2.5. Statistical analyses

There is no explicit rule for the required sample size for studies externally validating prediction models. Vergouwe et al recommends a minimum of 100 events and 100 non‐events.22

Missing data were imputed to prevent biased results.23 Stochastic regression imputation with predictive mean matching as the imputation model was used to substitute missing predictor variables in the observed population.
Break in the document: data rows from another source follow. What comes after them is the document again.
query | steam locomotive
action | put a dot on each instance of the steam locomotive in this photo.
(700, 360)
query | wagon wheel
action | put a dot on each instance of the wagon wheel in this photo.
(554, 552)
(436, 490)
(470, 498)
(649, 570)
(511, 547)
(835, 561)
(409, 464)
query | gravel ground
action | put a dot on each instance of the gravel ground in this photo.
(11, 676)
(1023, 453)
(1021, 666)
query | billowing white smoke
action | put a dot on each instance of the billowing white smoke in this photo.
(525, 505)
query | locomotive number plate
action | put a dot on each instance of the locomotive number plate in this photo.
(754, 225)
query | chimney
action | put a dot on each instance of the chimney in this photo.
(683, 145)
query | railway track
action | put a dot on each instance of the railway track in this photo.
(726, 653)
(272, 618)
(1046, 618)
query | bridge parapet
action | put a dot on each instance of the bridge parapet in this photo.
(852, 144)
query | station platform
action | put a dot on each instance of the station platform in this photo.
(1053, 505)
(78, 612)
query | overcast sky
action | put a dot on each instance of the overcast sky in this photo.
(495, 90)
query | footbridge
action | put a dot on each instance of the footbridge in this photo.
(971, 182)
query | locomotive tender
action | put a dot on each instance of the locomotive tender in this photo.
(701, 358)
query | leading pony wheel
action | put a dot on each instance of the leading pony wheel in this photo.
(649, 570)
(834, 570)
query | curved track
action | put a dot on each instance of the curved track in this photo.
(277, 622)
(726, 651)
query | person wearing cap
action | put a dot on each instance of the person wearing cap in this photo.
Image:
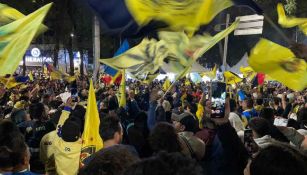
(132, 105)
(67, 142)
(186, 125)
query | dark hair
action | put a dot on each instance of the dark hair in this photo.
(140, 121)
(15, 141)
(110, 161)
(259, 101)
(302, 116)
(282, 160)
(164, 138)
(165, 164)
(268, 114)
(36, 111)
(249, 103)
(190, 123)
(7, 127)
(6, 157)
(276, 100)
(55, 104)
(108, 127)
(233, 105)
(261, 126)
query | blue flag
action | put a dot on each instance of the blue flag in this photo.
(123, 48)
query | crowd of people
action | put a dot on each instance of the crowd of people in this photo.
(263, 132)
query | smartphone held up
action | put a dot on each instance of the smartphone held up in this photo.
(218, 99)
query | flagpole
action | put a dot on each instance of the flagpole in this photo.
(280, 32)
(96, 40)
(226, 43)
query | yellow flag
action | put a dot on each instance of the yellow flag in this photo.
(207, 42)
(91, 140)
(166, 84)
(289, 22)
(9, 82)
(9, 14)
(145, 58)
(45, 70)
(183, 52)
(122, 101)
(31, 76)
(184, 15)
(210, 74)
(56, 74)
(279, 63)
(16, 37)
(232, 78)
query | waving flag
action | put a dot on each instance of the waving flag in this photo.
(210, 74)
(115, 74)
(16, 38)
(183, 52)
(248, 72)
(289, 22)
(232, 78)
(122, 90)
(132, 17)
(187, 15)
(56, 74)
(31, 76)
(9, 14)
(91, 140)
(145, 58)
(280, 63)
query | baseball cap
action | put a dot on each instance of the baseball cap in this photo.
(70, 131)
(186, 119)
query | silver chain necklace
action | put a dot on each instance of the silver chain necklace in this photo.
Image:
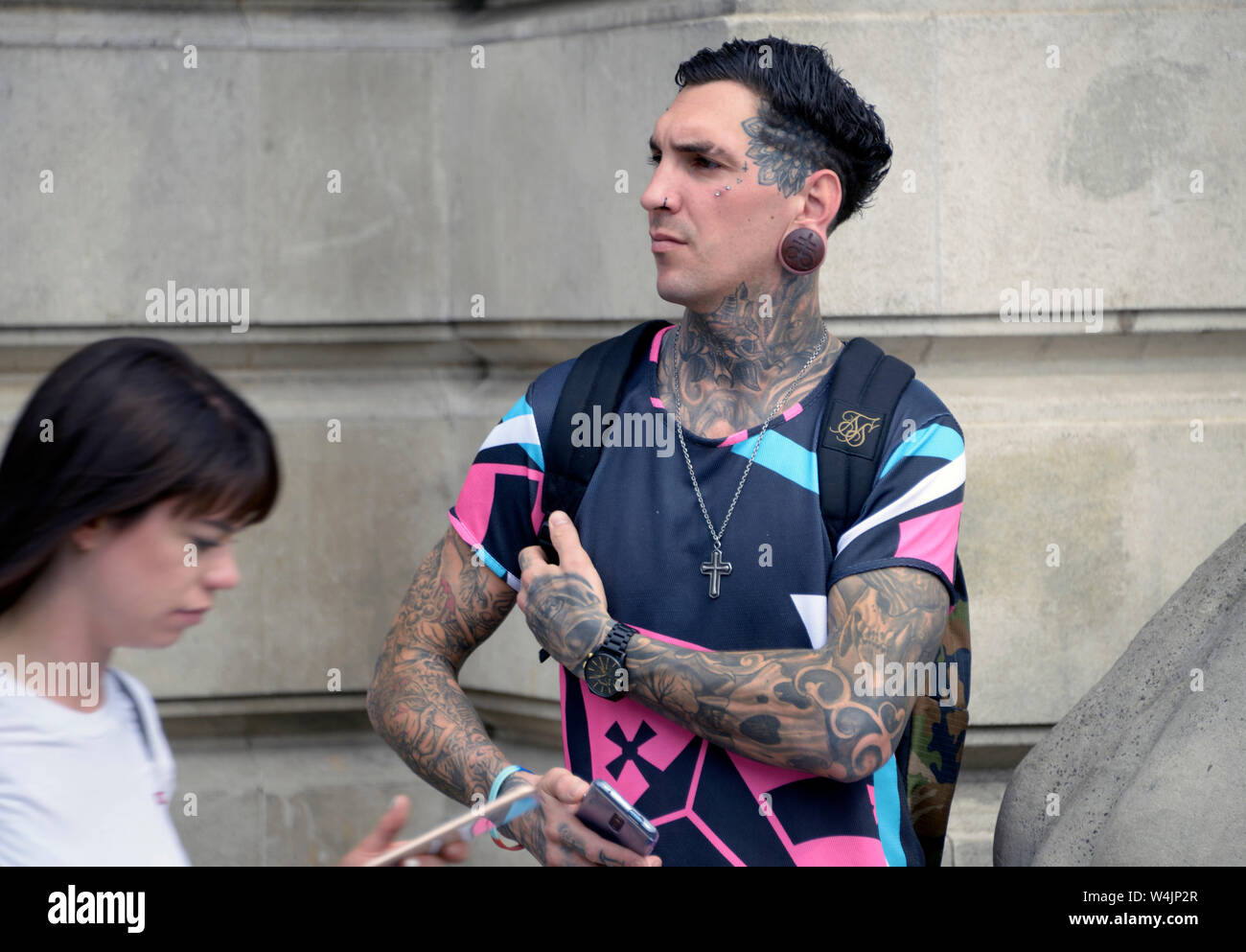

We calculated the individual probabilities of developing GDM for all subjects using the original prediction model algorithms (Table S2). The predictive performance of each model was quantified by measures of discrimination and calibration. We determined discrimination by the area under the receiver operating characteristic curve (AUROC) with 95% confidence interval (CI). Discrimination is the ability of the model to correctly separate women who develop GDM from those who will not. Calibration, the agreement between the predicted probabilities of the model and the observed outcomes, was assessed graphically by calibration plots and by calculation of calibration‐in‐the‐large and the calibration slope. Calibration‐in‐the‐large indicates whether predictions are systematically too high or too low.10 The slope measures the average strength of the predictor effects.10 The calibration plot should ideally follow the 45° line with an intercept of 0 (calibration‐in‐the‐large) and a slope of 1.10 The women were ordered with respect to their predicted probability and subsequently divided into 10 groups of roughly equal size. We recalibrated the prediction models – adjustment intercept and slope – using the linear predictor as the only covariate.24 We performed a subgroup analysis among nulliparous women.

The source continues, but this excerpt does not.